Jakob played intensely, but supports We Lost The Sea were the highlight.
Police sirens rang loud and thick to open the set at an empty Hermann’s bar. The only crime was the poor attendance for the opening act, who stalled as long as he could before finally having to go on.
The Seaport & The Airport is a man with an Akai pad bank and an intense stage presence stemming from his refusal to acknowledge the crowd. This isn’t a slander. Oscar Wuts carved out an intense, pulsating drum’n’bass fusion set, chocked with the aforementioned police siren samples. The set worked well because it kept high frequencies at a premium, churning out long, dystopian drones. When he finally rewarded the melodically inclined with an intense, modulated high-pitched synth melody, it didn’t feel cheap or easy.
We Lost The Sea were the absolute highlights of the night. A statement so bold wouldn’t generally come so early in a review, usually electing to lull the reader into some sort of suspense before finally reasoning that the support act ultimately trumped the headliner. Too bad. This band was really exciting. Post-rock bands probably hate being compared to others in their field, a criticism that’s hardly fair based on how intricate the arrangements are. We’ll go with this then: It started with crystal clean Explosions In The Sky guitars that grew – as the set did – into something entirely different. A beautiful audio snippet was a highlight, distorted just enough that you know what the person’s saying is important, but can’t make out the words.

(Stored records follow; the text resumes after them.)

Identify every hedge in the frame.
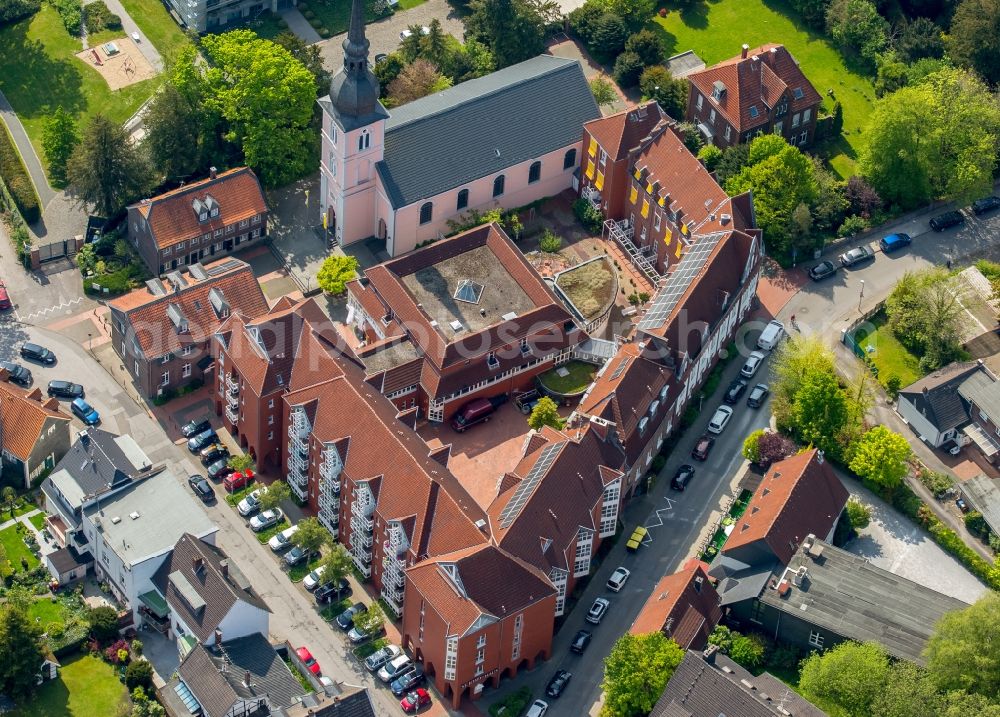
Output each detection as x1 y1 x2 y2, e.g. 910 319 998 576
0 125 42 224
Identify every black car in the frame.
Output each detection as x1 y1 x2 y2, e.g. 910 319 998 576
809 261 837 281
313 578 354 604
49 381 84 398
569 630 594 655
545 670 573 699
21 344 56 366
930 210 965 232
722 378 748 404
670 463 694 490
181 418 212 438
208 458 233 480
335 602 367 631
0 361 33 388
747 383 771 408
188 476 215 503
972 197 1000 216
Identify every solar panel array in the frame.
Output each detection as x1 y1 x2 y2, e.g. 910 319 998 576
500 441 565 528
639 232 726 331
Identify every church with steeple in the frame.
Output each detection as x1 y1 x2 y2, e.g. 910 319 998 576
319 0 601 256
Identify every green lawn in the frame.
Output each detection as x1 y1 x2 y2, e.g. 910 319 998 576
0 7 158 178
116 0 191 66
854 313 924 386
12 655 128 717
652 0 875 178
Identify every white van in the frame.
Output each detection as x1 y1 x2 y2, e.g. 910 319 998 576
757 319 785 351
267 525 299 553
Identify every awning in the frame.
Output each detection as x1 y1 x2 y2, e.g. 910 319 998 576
962 423 1000 457
139 590 170 619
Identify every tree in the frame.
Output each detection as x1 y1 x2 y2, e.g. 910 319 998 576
860 68 1000 209
848 426 911 494
924 591 1000 700
87 605 118 644
257 480 292 510
601 632 684 717
528 396 563 431
42 107 80 187
590 77 618 107
66 114 152 217
316 254 358 296
0 604 42 699
201 30 316 187
799 642 890 717
945 0 1000 85
625 30 664 65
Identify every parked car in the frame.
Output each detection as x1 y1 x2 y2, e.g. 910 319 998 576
929 210 965 232
334 602 367 632
545 670 573 699
188 428 219 453
839 246 875 267
69 398 101 426
399 687 431 714
389 665 427 697
708 406 733 435
809 259 837 281
670 459 704 491
691 436 715 461
250 508 284 533
747 383 771 408
188 476 215 503
586 598 611 625
295 647 323 677
21 343 56 366
722 378 749 404
49 381 85 398
569 630 594 655
365 645 403 672
181 418 212 438
878 233 913 254
740 351 765 378
972 196 1000 216
607 566 632 593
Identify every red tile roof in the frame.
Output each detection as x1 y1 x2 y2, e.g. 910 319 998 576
687 43 822 132
108 257 268 359
0 369 70 461
129 167 267 249
629 563 722 650
722 449 848 565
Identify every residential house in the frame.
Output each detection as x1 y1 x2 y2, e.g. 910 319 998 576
629 560 722 650
159 633 307 717
0 368 70 488
402 545 556 709
729 536 968 665
650 645 826 717
128 166 268 276
82 473 219 630
347 224 588 421
319 0 600 257
149 533 271 655
685 43 823 148
108 258 268 398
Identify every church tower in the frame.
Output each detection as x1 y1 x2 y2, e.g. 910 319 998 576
319 0 389 246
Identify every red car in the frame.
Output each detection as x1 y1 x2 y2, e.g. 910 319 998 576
295 647 322 677
399 687 431 714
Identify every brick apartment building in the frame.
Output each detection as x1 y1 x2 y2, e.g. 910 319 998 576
347 224 588 421
685 43 823 148
128 167 268 276
108 257 267 398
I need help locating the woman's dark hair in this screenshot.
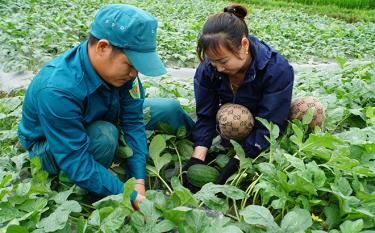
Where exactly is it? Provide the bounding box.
[197,4,249,61]
[88,33,123,53]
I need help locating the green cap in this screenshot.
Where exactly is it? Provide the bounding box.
[90,4,167,76]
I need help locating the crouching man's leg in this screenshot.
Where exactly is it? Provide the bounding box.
[143,98,194,133]
[30,121,119,175]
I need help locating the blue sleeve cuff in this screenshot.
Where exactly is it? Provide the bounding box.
[130,191,138,204]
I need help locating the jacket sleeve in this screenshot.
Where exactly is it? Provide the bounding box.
[192,63,219,148]
[120,78,148,179]
[241,54,294,157]
[35,88,123,196]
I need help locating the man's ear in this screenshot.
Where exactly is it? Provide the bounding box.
[95,39,112,57]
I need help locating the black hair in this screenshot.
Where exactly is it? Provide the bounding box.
[197,4,249,61]
[88,33,123,53]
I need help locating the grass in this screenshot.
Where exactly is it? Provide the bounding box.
[239,0,375,23]
[282,0,375,9]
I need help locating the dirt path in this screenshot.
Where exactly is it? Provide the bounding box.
[0,60,371,92]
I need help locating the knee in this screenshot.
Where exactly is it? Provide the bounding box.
[87,121,119,167]
[87,121,119,146]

This kind of restraint is what post-rock is all about. The band would build and build, beautiful cacophonies, the instruments sounding as if they were being amplified in the darkest cave. Nine times out of ten these intense builds would grow to the point where you could anticipate the second where shit got real. Then, suddenly, the song would trail off. It’s that one pounding moment, when they’ve finally made you think that they’re not that kind of band, that all hell breaks loose. When We Lost The Sea is firing on all cylinders the music is searing, hot to the touch.
Jakob emerged to a suddenly chock-full room of dedicated followers. The three-piece laid down a tight, faithful set. Jakob excels in giving their mixes room to breathe, free of the burden of vocals. The result is clarity. Never have you heard a kick drum so pounding or a snare drum so crisp. The crowd was on board from the get-go. The band having been out of commission for far too long, nothing but a ‘cover all bases’ set would have sufficed. They were mostly successful.
The set started with some brilliant slow builds, working in tandem with the chatters and rumbles of the pumped-up crowd. The music makes the entire room part of the performance, a living and breathing space. As the set wore on there was that feeling of the itch to break too early. Too often they’d resort for the epic cymbal smashing mayhem in favour of a more varied offering. This was fine on the night. Nobody gets angry at a massive wall of intensity, heard as much in the music as it is painted on the band’s faces. It does however mean the band sits just outside the upper echelon of post-rock luminaries, such as Godspeed You! Black Emperor or Mogwai in their early years.